La qualità dei cibi può essere valutata anche in base al marchio di qualità. Sigle come D.O.C. o I.G.P. richiamano un lavoro di classificazione dei prodotti in base a fattori che sono condizioni facilitanti (non comunque sufficienti!) per una valutazione positiva del prodotto. Vediamo pertanto cosa significano. I marchi sono tutti acronimi e andrebbero scritti con il punto dopo ogni singola lettera, ma è ormai consuetudine tralasciare il punto.
Sigle simili a quelle italiane sono usate anche in altri Paesi, per esempio in Francia l’AOP (Appelation d’Origine Protégée) corrisponde all’italiana DOP. Come si vede, un singolo Paese della UE può usare una sigla derivata dalla propria lingua. DOP in Danimarca è BOB, in Polonia è CNP ecc.
DOP – Denominazione di origine protetta. Sono più di 500 i prodotti alimentari italiani che vantano questo marchio di qualità. La sigla è attribuita solo a un bene alimentare che è prodotto e lavorato in aree geografiche precise secondo un determinato disciplinare di produzione. Esempi: grana padano, parmigiano reggiano, prosciutto di Parma e mozzarella di bufala campana.

Il parmigiano reggiano è un prodotto D.O.P.
DOC – Denominazione di origine controllata. La sigla più conosciuta, per un marchio di qualità risalente agli anni ’60 del secolo scorso. Era soprattutto usata per vini di qualità prodotti in aree geografiche piccole o medie, con caratteristiche tipiche del vitigno, dell’ambiente e dei metodi di produzione. Non è più “ufficiale” dal 2010 in quanto la UE l’ha compresa nella sigla DOP, ma è ancora usata.

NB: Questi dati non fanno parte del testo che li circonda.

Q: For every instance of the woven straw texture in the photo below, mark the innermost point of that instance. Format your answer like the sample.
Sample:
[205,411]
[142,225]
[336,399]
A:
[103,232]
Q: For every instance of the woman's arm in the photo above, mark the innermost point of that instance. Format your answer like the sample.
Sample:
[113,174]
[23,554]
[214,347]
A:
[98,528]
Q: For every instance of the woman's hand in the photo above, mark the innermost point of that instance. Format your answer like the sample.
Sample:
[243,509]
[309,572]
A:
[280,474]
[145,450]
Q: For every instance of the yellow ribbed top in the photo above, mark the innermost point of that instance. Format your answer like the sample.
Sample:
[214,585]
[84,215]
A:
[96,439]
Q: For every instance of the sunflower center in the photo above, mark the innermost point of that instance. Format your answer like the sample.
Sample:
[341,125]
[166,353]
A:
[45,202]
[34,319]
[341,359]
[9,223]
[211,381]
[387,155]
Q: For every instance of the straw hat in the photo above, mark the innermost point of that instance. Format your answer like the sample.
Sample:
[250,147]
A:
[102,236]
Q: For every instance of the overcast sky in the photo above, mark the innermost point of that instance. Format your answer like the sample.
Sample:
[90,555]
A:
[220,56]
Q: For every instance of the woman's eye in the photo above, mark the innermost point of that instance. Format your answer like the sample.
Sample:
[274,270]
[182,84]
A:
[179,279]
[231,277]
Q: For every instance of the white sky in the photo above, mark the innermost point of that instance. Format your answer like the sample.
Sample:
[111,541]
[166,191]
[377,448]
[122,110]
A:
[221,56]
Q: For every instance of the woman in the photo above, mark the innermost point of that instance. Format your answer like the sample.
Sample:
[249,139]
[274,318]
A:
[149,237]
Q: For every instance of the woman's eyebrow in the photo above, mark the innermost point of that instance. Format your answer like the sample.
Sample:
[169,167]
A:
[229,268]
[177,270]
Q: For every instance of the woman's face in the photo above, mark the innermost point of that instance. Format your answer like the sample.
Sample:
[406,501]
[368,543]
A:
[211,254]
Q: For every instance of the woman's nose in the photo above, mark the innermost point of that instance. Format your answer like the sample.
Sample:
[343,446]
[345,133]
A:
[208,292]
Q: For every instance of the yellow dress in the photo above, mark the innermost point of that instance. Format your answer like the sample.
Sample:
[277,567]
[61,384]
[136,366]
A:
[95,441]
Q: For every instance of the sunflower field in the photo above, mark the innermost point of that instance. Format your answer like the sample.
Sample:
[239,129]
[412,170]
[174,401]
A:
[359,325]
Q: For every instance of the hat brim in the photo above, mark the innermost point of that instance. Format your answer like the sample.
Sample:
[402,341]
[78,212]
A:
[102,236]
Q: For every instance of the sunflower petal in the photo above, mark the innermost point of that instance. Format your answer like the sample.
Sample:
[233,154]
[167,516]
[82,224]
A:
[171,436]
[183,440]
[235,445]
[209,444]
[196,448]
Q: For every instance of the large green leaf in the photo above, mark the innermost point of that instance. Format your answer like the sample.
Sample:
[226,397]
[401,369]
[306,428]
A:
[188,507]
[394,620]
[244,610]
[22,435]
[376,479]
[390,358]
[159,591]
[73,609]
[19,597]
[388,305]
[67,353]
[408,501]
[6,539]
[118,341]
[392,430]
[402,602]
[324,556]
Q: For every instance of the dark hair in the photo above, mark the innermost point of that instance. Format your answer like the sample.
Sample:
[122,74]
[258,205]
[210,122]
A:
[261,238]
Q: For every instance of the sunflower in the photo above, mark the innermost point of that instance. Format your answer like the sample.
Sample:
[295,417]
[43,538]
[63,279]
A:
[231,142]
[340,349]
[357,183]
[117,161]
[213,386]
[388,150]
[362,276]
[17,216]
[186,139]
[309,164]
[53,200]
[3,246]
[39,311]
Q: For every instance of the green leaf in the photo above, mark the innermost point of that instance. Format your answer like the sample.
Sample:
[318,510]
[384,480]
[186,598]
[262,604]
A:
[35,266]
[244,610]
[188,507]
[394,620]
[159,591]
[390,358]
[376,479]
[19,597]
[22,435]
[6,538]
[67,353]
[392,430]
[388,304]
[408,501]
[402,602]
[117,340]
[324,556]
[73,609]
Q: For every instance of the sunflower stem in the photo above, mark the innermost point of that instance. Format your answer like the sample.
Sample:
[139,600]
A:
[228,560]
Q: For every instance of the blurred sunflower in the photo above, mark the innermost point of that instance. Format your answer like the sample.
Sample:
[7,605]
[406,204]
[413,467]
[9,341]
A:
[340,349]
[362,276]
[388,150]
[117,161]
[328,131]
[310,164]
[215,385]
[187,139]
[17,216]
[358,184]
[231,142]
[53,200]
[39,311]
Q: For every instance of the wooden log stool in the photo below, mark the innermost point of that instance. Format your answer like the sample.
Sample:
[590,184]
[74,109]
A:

DOCG – Denominazione di Origine Controllata e Garantita. Come la sigla DOC è stata inglobata nella sigla DOP, ma è usata per prodotti DOC di particolare pregio da almeno dieci anni (vedasi Brunello di Montalcino).
IGP – Indicazione di Origine Protetta. Riconosciuta a livello europeo. La sigla è fuorviante perché i beni possono essere sì prodotti in un’area geografica, ma possono esservi semplicemente trasformati o elaborati, con una procedura specifica, ma con materie prime provenienti da altra zona, persino dall’estero. Un caso classico è la bresaola della Valtellina che può essere prodotta lavorando anche carni estere.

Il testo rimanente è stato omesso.